3 Ways to Minimize Interruptions to Keep Your Focus
By Audrey Thomas, CSP a.k.a. Organized Audrey – September 2016
Interruptions are all around us. Research shows that on average, we spend about three minutes on a task before an interruption occurs. Three minutes. Is it any wonder why we’re finding it difficult to get things done? Here are ideas and strategies in three areas to help reduce interruptions and increase your focus.
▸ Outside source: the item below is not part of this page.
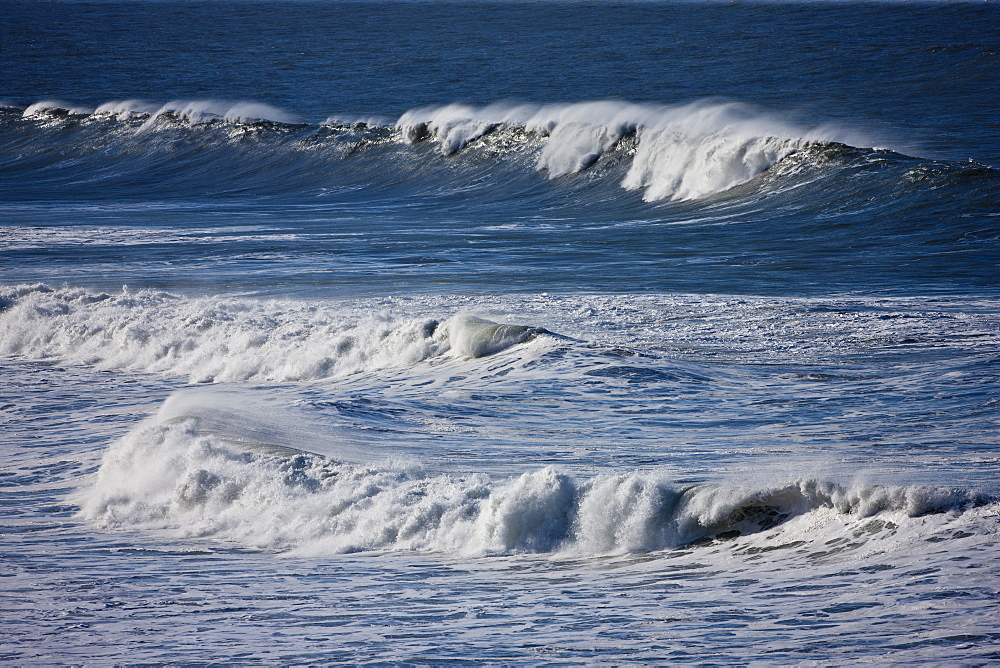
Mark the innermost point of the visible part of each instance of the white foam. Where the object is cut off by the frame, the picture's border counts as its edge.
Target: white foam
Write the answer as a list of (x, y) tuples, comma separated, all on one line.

Shut off electronic notifications
Email notification sounds and symbols include chimes and dings as well as those obnoxious balloons that pop up in the lower right-hand corner of your computer screen. These alerts get a response 70% of the time within six seconds, which is faster than letting your phone ring three times. In other words, they are very effective in interrupting your focus. Go into the Settings area of either Lotus Notes or Outlook to shut these off once and for all.
Appointment reminders are another form of electronic interruption. Most appointments on your calendar do not require a reminder. So when possible, shut this feature off. If you want to shut them off altogether, you can do so in your calendar’s settings area.
Cell phones interrupt us with beeps, vibrations and flashing lights. Adjusting these particular settings will go a long way in removing unnecessary interruptions. You’ll need to decide how badly you want to be interrupted when a text arrives, or you’ve missed a call or someone is now following you on Twitter.
Reduce interruptions from others
Since many of our interruptions are from co-workers, it’s helpful to let them know when you need uninterrupted time. The easiest way to do this is to provide a signal such as a simple “Do Not Disturb” sign. If you want to have some fun, use yellow Caution tape strung across your office door.
Rearranging your office so you are not facing the door is another way to gain focus and reduce interruptions. When you face the entrance to your office it is quite easy to make eye contact with those walking by. And eye contact is sometimes perceived by others as an invitation to stop in.
The third way to reduce interruptions from others is to shut off instant messaging. Most companies do not require this tool to be used so opting out or simply shutting it off will allow you greater focus and less interruptions.
Clean up your physical space
Clutter is a distraction so having a messy office will only contribute to having less focus. Take time to sort and purge stacks of paper sitting on, under or around your desk. If you’ve got “stuff” that’s been taking up space, find a home for it. You might also have personal items in your office such as lunch dishes that need to be taken home.
Secondly, exit (not just minimize) all computer programs except the one needed to work on a specific project. This will provide better opportunity for focus and less temptation to jump between projects.
Interruptions are part of office atmospheres and it seems like they’ll always be there. But being proactive in minimizing them will help you take control of your personal productivity by creating an environment that is more peaceful and conducive to getting more done.